Tyack’s The One Best System, published in 1974, offered a more balanced view of the past. While the book pointed out how urban schools fell far short of the egalitarian dream, Tyack, unlike other revisionists, did not condemn reformers, schools, or teachers. Instead, he saw all parties as responding to massive social, political, and organizational changes in the larger society. Further, he discovered that the unintended consequences of well-intentioned reformers often ending up hurting those who were supposed to gain from reform-driven policies and practices.

Because all written history is interpretation, there are now revisionist historians who reinterpret The One Best System, which is still in print and has become a classic. Trained as a historian under Harvard scholar Bernard Bailyn, Tyack believed that the careful sifting of past education policies could inform policymakers’ debates on reforms such as desegregation, vouchers, charter schools, and leadership. Tyack wanted to help policymakers base consequential decisions on historical fact instead of relying on vague notions of schooling in the past.

Tyack’s scholarship flowed easily into his teaching. In a graduate colloquium I took with him in the 1970s, he circulated chapters of The One Best System to the half-dozen of us to critique. And we did. Or, as my former classmate Eric Bredo shared at Tyack’s memorial service, “We didn’t read the chapters to ‘learn’ them … at least in the sense of being able to regurgitate their contents. We read them to talk about their claims, to question their sense, import, and validity.”

For a decade, Tyack and I team-taught a course on the history of school reform; the ideas for our jointly authored book Tinkering toward Utopia derived from what we learned from one another and our students during that time. He and I met before and after each class to debrief and figure out how we could improve the readings, manage the discussions, and better massage the questions we asked. Moreover, we chaired dissertation committees and shared many students. I came to see up close how gentle and firm Tyack could be with students. I admired and respected how he shepherded students through writing and defending their dissertations.
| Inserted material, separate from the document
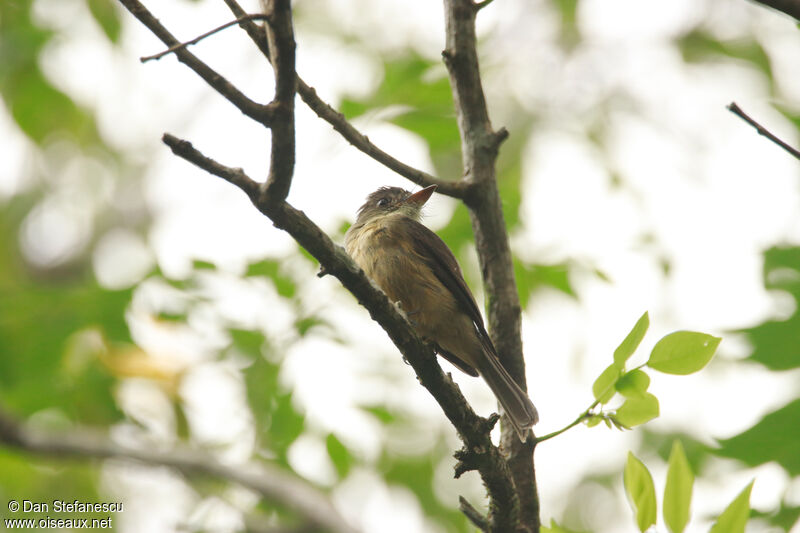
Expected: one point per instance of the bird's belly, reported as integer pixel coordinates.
(405, 278)
(408, 280)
Apart from his work as a creative and supportive scholar and teacher, he was an outdoorsman, exploring California’s waters, foothills, and mountains with his family and friends. He and Elisabeth Hansot led hikes in the foothills for Stanford students. He climbed the Sierra Nevada peaks, always with his companion dog. He regularly sailed on the Bay, taking friends and students under the Golden Gate Bridge; as years passed, he used his dinghy docked at a nearby marina for rowing. Whether in the classroom or in the wilderness, his trademark questions fostered conversation, thoughtful explorations, and intense exchanges of ideas, leaving an indelible impression on friends, family, and generations of students.

Larry Cuban is Professor Emeritus at Stanford University.